イスラム教やユダヤ教との葛藤が未だに続くこちらから見れば、日本の宗教観もまた謎に包まれている。タイなどの仏教国とも大きく違うし、結婚式や季節祭事に若者も参拝を欠かさない神道の教義も今一つミステリアスだ。しかしなんと言っても平和に見える。宗教的対立など無縁の世界だ。
世界中のホテルはどこへ行ってもそのシステムはほぼ同じだが、日本にだけは伝統的な、洗練された旅館というシステムが今でも生きている。温泉旅館も日本にしかない。G7の一角にある国の中で、飛び抜けて特殊な伝統を保持している国なのだ。

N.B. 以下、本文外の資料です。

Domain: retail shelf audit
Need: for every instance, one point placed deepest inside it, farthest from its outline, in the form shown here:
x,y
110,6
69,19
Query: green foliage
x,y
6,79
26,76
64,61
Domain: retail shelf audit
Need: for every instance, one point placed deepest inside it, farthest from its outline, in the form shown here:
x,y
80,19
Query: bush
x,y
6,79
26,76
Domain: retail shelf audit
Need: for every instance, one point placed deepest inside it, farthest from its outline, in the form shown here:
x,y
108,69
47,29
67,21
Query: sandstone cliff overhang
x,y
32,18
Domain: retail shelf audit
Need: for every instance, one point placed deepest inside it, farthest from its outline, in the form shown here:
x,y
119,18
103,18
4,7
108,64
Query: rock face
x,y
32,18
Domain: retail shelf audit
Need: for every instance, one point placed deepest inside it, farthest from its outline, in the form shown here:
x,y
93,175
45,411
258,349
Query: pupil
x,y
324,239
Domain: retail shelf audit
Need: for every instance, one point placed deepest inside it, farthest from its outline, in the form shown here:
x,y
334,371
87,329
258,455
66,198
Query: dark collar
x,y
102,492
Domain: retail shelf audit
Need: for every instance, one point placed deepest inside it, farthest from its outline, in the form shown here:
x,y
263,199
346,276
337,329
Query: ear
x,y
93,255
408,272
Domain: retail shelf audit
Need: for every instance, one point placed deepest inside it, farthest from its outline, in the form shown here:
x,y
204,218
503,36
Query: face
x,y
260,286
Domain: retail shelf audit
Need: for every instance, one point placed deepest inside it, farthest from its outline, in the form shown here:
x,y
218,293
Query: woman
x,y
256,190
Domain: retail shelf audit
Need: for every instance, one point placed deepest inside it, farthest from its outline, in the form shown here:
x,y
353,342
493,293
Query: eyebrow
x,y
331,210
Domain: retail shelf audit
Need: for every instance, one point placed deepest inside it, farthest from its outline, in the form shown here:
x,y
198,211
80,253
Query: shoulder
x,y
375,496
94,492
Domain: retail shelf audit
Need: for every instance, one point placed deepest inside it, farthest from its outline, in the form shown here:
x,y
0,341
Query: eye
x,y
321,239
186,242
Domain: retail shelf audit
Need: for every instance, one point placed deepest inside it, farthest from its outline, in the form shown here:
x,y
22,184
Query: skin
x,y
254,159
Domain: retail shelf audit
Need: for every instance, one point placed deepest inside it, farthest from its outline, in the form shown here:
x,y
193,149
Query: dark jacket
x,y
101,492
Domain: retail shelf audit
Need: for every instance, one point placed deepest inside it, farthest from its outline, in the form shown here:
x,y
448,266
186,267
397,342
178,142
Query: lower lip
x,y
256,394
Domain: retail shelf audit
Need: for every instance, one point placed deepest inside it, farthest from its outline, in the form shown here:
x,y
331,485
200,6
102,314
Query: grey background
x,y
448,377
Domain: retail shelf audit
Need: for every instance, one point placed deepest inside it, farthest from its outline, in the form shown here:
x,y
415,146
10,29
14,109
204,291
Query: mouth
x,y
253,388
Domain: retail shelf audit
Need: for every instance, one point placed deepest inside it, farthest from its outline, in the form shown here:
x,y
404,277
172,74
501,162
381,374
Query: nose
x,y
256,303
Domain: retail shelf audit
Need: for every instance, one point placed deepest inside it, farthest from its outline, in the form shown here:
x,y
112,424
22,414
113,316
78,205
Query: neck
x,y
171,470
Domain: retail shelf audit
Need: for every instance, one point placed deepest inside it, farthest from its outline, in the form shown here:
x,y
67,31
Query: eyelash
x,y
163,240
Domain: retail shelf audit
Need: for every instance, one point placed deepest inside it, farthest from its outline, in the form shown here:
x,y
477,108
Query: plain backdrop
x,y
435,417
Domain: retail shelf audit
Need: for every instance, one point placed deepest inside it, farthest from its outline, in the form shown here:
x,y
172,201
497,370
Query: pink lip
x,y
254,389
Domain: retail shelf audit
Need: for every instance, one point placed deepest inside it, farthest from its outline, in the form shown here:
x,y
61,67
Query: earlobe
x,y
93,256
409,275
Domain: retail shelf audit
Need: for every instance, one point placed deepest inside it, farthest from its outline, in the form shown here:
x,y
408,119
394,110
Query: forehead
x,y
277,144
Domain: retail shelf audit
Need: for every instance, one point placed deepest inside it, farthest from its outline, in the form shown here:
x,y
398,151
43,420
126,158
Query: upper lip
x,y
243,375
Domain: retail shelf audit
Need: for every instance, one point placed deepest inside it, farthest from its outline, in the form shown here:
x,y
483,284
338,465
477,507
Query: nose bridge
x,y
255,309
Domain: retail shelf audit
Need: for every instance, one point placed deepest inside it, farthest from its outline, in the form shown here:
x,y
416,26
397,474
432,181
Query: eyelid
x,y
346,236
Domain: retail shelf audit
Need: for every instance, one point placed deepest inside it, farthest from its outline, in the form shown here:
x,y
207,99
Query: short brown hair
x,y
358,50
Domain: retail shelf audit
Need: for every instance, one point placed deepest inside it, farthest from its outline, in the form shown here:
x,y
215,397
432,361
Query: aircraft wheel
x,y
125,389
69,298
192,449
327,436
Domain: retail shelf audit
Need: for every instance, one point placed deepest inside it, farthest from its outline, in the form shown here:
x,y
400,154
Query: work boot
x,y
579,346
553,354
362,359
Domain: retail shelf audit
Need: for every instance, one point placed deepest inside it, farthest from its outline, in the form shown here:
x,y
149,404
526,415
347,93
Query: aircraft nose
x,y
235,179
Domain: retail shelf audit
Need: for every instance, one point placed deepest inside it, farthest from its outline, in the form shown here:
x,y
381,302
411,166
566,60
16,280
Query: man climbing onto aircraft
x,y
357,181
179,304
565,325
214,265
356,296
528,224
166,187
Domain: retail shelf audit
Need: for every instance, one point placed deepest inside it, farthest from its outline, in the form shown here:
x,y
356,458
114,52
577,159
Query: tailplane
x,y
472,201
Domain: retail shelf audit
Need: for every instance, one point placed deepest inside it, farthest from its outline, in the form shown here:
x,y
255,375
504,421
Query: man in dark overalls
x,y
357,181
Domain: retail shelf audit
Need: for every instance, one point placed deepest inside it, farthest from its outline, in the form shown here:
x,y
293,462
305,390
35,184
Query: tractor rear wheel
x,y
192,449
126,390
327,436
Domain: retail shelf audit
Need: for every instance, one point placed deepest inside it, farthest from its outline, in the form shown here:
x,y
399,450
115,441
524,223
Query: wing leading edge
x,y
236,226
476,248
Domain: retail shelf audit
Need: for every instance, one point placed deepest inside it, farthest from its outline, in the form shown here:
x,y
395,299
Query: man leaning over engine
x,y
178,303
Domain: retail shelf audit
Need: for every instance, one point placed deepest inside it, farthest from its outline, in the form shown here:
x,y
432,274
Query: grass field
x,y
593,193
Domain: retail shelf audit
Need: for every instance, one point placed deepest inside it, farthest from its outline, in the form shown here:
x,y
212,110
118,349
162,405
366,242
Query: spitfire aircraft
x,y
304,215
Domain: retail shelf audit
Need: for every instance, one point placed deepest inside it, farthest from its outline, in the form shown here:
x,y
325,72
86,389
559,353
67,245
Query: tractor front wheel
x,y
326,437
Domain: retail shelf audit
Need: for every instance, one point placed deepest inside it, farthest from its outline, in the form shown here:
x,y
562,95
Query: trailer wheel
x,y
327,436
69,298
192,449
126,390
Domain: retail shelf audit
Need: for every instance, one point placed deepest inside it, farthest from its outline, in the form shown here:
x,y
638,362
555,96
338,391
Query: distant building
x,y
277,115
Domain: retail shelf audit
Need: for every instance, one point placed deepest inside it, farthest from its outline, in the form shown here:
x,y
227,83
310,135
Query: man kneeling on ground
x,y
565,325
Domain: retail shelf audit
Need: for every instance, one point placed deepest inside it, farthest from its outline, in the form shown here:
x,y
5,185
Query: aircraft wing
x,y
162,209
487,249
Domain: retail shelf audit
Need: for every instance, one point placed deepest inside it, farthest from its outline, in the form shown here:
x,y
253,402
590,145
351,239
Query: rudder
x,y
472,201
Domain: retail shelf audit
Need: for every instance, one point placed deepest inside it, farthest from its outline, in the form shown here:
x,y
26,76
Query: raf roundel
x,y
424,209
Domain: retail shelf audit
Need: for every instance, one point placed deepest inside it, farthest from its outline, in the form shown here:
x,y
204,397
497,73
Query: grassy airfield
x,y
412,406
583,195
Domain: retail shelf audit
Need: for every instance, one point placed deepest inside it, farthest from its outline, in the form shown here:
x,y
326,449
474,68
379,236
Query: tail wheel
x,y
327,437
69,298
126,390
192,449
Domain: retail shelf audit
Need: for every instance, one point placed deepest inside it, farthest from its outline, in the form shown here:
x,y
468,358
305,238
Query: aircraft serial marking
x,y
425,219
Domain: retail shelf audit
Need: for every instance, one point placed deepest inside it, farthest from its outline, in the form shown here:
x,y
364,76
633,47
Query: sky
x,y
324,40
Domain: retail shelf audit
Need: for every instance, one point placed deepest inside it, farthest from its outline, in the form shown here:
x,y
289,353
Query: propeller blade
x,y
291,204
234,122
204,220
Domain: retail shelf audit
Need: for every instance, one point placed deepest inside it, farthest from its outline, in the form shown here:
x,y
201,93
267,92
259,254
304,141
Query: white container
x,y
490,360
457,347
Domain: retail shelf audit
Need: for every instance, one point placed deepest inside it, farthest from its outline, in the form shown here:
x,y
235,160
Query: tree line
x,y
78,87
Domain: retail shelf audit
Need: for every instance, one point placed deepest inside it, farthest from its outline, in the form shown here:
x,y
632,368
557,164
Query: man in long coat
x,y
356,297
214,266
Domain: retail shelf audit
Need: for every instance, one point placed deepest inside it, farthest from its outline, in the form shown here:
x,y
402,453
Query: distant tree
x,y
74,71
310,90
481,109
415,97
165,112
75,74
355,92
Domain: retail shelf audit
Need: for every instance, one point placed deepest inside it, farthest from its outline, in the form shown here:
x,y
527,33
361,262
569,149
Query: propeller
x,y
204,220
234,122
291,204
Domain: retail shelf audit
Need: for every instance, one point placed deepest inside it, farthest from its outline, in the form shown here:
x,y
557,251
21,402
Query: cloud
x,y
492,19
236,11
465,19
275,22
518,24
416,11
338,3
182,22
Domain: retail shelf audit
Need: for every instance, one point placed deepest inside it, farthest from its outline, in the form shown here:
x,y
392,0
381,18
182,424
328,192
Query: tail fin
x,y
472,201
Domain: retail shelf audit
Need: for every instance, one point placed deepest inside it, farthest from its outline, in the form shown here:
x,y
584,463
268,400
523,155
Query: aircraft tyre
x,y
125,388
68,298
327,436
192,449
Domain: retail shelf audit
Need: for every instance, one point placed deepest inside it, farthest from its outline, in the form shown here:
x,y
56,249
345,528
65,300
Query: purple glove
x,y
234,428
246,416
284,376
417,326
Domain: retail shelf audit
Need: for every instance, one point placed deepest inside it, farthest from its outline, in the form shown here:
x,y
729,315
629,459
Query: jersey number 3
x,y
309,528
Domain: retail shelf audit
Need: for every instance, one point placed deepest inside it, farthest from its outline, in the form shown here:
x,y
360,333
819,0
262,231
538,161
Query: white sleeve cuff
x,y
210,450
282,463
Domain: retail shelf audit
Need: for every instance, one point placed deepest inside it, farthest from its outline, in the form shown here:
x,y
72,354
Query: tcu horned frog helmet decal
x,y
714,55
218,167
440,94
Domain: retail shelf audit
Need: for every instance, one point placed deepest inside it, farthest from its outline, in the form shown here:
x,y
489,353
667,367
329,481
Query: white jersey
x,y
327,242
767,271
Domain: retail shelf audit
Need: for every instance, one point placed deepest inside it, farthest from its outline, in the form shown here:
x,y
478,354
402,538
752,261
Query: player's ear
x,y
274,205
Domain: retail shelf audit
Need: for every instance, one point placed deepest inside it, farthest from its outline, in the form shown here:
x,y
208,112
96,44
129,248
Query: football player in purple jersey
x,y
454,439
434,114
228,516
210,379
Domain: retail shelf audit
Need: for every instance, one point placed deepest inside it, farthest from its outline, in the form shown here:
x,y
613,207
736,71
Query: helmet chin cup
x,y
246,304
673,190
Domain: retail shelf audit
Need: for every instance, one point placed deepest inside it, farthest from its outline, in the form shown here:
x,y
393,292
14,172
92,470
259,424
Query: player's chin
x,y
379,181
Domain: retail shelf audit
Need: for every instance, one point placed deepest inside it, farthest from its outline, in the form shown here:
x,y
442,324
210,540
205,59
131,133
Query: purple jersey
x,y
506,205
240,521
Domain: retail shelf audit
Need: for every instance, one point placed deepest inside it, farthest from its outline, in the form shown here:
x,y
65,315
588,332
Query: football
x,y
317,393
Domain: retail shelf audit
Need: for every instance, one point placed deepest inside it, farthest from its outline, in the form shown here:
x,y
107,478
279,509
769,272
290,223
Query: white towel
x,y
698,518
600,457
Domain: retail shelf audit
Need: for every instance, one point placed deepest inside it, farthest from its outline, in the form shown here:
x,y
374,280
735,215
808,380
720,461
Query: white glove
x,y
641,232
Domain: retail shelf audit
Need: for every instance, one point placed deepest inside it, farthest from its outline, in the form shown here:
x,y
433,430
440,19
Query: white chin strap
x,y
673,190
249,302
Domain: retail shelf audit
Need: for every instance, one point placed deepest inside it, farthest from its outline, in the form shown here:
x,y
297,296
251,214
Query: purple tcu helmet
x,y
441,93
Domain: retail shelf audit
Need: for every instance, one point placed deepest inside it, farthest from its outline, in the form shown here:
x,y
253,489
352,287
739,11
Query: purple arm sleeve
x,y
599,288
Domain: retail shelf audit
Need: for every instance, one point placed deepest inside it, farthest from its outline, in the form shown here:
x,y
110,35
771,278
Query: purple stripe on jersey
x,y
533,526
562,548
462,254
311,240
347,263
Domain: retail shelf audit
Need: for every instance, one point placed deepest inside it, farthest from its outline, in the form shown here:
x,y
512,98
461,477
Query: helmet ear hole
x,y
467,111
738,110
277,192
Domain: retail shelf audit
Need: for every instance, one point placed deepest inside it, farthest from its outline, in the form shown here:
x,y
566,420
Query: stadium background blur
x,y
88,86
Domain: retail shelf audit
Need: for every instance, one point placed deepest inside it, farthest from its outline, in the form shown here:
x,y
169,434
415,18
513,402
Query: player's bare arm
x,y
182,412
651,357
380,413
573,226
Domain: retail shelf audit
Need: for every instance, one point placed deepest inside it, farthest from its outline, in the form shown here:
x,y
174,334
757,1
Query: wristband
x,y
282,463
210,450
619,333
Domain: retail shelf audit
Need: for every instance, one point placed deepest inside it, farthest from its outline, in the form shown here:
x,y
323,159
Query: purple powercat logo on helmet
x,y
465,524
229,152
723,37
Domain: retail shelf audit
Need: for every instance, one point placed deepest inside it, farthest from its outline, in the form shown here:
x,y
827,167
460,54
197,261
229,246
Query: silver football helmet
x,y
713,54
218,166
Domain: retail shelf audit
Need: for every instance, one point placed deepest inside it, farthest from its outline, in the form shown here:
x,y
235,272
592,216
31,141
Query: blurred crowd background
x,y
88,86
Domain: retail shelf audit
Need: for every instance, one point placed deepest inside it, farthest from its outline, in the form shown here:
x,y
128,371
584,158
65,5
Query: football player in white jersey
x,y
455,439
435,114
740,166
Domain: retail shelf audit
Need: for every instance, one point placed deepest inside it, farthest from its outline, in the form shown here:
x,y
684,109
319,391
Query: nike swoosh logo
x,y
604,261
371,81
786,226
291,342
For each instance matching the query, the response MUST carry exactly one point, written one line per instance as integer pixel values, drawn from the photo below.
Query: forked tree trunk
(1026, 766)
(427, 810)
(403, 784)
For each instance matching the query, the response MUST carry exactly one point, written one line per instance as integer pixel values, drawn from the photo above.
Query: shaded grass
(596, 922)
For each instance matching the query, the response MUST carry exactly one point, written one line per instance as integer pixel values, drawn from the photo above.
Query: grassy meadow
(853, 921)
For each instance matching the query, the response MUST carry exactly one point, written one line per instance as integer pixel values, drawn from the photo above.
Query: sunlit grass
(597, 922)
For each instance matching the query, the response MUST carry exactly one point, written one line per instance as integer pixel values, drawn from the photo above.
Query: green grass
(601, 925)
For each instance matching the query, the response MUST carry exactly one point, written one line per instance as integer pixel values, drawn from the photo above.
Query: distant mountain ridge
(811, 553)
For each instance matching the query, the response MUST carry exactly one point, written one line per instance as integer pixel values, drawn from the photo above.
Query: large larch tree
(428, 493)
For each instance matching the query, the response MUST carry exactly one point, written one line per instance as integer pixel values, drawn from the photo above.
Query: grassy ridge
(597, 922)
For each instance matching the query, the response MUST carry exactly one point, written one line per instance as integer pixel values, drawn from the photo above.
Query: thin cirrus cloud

こちらでのステレオタイプの日本人観には、礼儀正しく従順で、自己主張を控える体制順応型というものがある。
ところが、東京に来てみると、街の建築物はそれぞれ自己主張のオンパレードで、青山通りの街並みなどには、全く調和しようという意思が感じられないことに困惑するという。
個人主義的で個性を大事にするはずのこちらでは、同時に街並み景観も大事にする。外壁のペイントも日除けテントのテキスタイルもしっかりと規制されているのだ。
さて、私自身もフランスに来て以来、未だに理解できない不思議なことが多いが、それがこの国の一つの魅力になっていることは否定できない。
ヨーロッパ人が日本に抱く、不可思議感もまた、同じように日本の魅力の一因になっていることは確かだろう。
コロナ禍のあとの世界がどうなるか、全くわからないが、日本のこのミステリアスな感覚が色褪せず、平和な繁栄が続くことを願うばかりだ。